A report by HM Chief Inspector of Prisons into HMP Leeds this week said Muslim women should not be made to remove their headscarves in public.
It also said that unless guards at the category B prison had "specific intelligence", toddlers and babies should not be searched.
The report states that guards routinely conducted "rubdown' searches of babies and toddlers in front of their guardians - normally their mothers - before they were allowed into the visiting room to see a prisoner.
The searches include checking shoes and clothing, and being given a "rubdown search" as guards search for contraband, including drugs, SIM cards and mobile phones.
Staff at HMP Leeds have been told then should also not search babies and toddlers unless they have "specific intelligence"
The report states: "Visitors were searched thoroughly and generally respectfully, but a Muslim woman was asked to remove her headscarf in public and toddlers were still routinely receiving a rubdown search."
Its recommends that the prison should not ask Muslim women to remove their headscarves - and that toddlers only be searched if there is 'specific intelligence' that they had contraband hidden on them.
The report states: "Searching arrangements should be respectful and proportionate.
"Muslim women should not be asked to remove headscarves in public and babies and toddlers should only be searched when there is specific intelligence to indicate a risk."
The report also revealed how legal highs had become a 'major factor' in the rise of violence at the prison.
Inspectors reported violence at Armley was now double that of similar prisons.
There was an average of 32 assaults on prisoners and staff at HMP Leeds every month, watchdogs revealed, with around one in ten resulting in serious injury.
HM Inspectorate of Prisons also told how inmates spent 17 hours in their cells but suggested that was not unusual.
And they said inmates complained they did not have enough bedding, clothes and cleaning materials.
Talking about the increased use of legal highs, the report said: "Despite some robust action being taken to address the challenges this presented, it was having a pervasive and destabilising effect across the prison”.
Inspectors also found that levels of crowding were "very high" and the majority of cells were "poorly equipped".
There were around 300 cases of visitors being arrested on suspicion of taking drugs into prisons in England in 2013/14, according to Centre for Social Justice.
DAILY RECORD A prisoner reads a book in his cell
Inmates in the prison spend 17 hours a day in their cells
Michael Spurr, Chief Executive of the National Offender Management Service, said the governor and his team were 'providing good leadership', adding: "They will receive the support they need to make the improvements required."
HMP Leeds is a large Victorian inner-city prison serving courts in Yorkshire.
At the time of the inspection at the end of last year it held 1,149 adult male prisoners.

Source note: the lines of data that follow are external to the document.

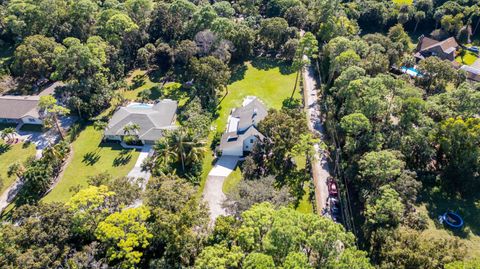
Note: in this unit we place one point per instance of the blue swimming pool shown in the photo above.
(411, 71)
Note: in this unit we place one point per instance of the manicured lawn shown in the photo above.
(468, 59)
(265, 79)
(436, 203)
(403, 2)
(232, 180)
(92, 157)
(11, 154)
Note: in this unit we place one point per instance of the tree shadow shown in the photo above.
(91, 158)
(4, 148)
(439, 201)
(123, 158)
(238, 72)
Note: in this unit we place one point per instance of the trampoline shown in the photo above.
(452, 220)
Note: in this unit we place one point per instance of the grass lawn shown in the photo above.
(262, 78)
(232, 180)
(403, 2)
(435, 203)
(11, 154)
(468, 59)
(92, 157)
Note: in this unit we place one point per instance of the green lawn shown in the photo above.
(403, 2)
(232, 180)
(435, 203)
(468, 59)
(11, 154)
(92, 157)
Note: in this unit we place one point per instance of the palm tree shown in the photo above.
(8, 133)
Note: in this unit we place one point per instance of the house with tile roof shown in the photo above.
(152, 120)
(241, 131)
(445, 50)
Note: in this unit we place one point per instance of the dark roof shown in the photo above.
(232, 139)
(250, 114)
(17, 107)
(152, 121)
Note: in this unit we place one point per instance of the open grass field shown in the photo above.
(11, 154)
(435, 203)
(91, 157)
(468, 59)
(268, 80)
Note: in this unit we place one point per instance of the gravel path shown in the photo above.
(320, 169)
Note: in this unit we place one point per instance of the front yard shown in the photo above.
(91, 157)
(10, 154)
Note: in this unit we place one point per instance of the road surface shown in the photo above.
(320, 168)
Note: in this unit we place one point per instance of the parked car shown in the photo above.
(332, 187)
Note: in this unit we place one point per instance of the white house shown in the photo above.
(241, 132)
(153, 120)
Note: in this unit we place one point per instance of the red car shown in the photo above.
(332, 187)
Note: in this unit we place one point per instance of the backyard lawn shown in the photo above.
(468, 59)
(11, 154)
(436, 203)
(92, 157)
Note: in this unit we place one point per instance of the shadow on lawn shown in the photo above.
(438, 202)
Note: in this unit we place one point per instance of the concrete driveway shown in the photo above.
(213, 193)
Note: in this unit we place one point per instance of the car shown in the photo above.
(332, 187)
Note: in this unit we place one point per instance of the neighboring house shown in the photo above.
(472, 72)
(153, 120)
(242, 132)
(445, 50)
(24, 109)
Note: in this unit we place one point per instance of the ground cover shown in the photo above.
(91, 157)
(434, 203)
(10, 154)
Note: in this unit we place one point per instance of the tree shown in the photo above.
(125, 234)
(33, 58)
(53, 111)
(250, 192)
(210, 75)
(258, 261)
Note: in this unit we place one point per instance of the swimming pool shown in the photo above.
(140, 106)
(411, 71)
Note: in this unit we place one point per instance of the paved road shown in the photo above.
(213, 193)
(320, 169)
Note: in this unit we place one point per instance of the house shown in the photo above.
(24, 109)
(242, 132)
(152, 120)
(472, 72)
(445, 50)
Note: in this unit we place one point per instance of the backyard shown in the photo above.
(10, 154)
(91, 157)
(435, 203)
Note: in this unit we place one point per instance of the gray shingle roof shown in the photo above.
(17, 107)
(152, 121)
(251, 114)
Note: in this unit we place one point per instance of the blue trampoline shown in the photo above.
(452, 220)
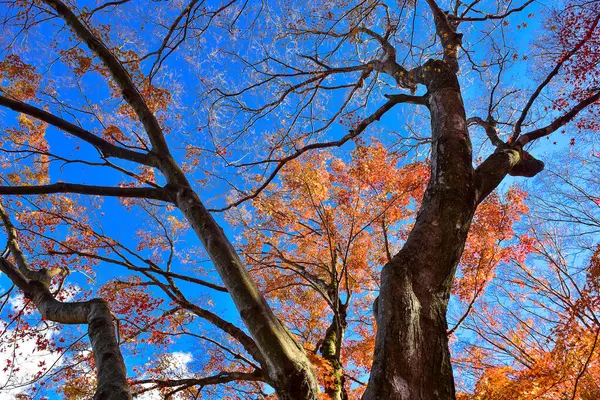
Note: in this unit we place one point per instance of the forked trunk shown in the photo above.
(412, 359)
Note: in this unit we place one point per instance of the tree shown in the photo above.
(289, 75)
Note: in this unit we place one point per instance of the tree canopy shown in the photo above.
(313, 200)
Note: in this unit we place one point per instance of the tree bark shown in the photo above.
(285, 362)
(331, 351)
(110, 366)
(412, 359)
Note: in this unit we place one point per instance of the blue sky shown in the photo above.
(180, 75)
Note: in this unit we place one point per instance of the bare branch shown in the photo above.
(106, 148)
(558, 122)
(551, 75)
(62, 187)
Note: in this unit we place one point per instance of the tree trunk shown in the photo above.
(412, 359)
(331, 351)
(284, 360)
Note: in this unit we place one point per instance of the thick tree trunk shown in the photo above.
(412, 359)
(331, 351)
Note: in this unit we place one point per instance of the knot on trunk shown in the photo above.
(528, 166)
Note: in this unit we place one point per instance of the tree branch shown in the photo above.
(61, 187)
(130, 92)
(376, 116)
(106, 148)
(112, 374)
(490, 16)
(558, 122)
(551, 75)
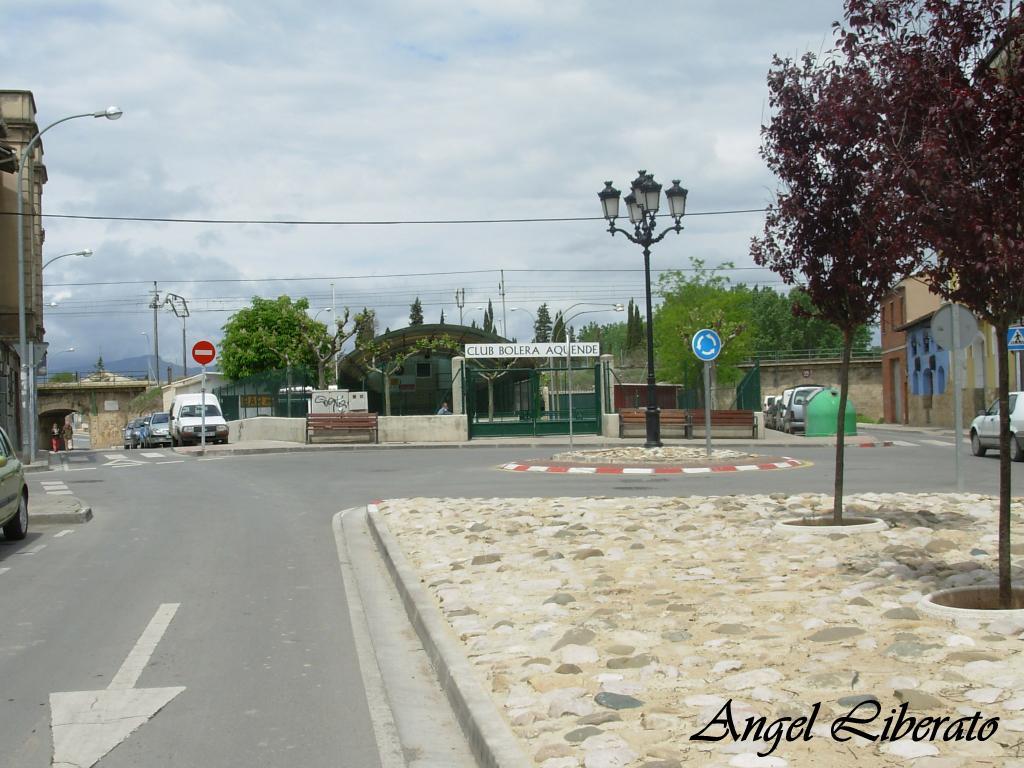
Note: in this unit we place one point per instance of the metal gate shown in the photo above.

Frances Crook, Chief Executive of the Howard League for Penal Reform, said:“This grim report is a snapshot of a troubled prison system.
“Like many other jails across England and Wales, Leeds is overcrowded, under-resourced, and failing to keep prisoners, staff and the public safe.

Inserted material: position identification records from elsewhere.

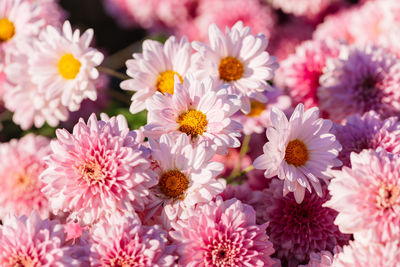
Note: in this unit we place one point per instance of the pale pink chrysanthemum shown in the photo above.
(296, 230)
(299, 151)
(375, 254)
(360, 79)
(186, 177)
(299, 73)
(197, 108)
(222, 234)
(367, 132)
(97, 170)
(29, 241)
(238, 59)
(225, 13)
(20, 184)
(367, 196)
(128, 243)
(155, 68)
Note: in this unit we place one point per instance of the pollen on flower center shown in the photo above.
(165, 81)
(192, 122)
(230, 69)
(296, 153)
(7, 30)
(173, 183)
(256, 108)
(388, 196)
(69, 66)
(92, 172)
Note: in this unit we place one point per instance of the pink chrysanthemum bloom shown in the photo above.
(299, 151)
(367, 132)
(19, 174)
(367, 196)
(258, 118)
(361, 79)
(186, 176)
(225, 13)
(64, 66)
(155, 68)
(375, 254)
(300, 72)
(128, 243)
(222, 234)
(29, 241)
(238, 59)
(296, 230)
(97, 170)
(198, 109)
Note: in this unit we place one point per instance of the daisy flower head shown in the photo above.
(19, 174)
(238, 59)
(367, 196)
(361, 79)
(97, 170)
(198, 109)
(154, 69)
(367, 132)
(222, 233)
(300, 151)
(30, 241)
(64, 65)
(128, 243)
(186, 175)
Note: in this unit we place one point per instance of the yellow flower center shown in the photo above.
(192, 122)
(230, 69)
(296, 153)
(69, 66)
(173, 184)
(165, 82)
(7, 30)
(256, 108)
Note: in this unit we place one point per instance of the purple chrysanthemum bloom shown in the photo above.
(367, 132)
(361, 79)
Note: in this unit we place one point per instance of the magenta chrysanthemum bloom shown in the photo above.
(367, 132)
(222, 234)
(20, 184)
(296, 230)
(300, 72)
(97, 170)
(29, 241)
(367, 196)
(300, 151)
(128, 243)
(361, 79)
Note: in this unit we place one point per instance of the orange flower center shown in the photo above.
(173, 183)
(230, 69)
(296, 153)
(165, 82)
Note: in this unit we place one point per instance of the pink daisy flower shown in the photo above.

"We cannot go on cramming more and more people into overcrowded jails without any thought for the consequences.”
Commenting on the inspection report Juliet Lyon, director of the Prison Reform Trust, said: “Worryingly this report also shows that we are starting to accept the unacceptable.
"17 hours a day locked behind a cell door is a chronic waste of time, opportunity and taxpayers’ money.
“Michael Gove, the prison service and the inspectorate must all set their sights higher.”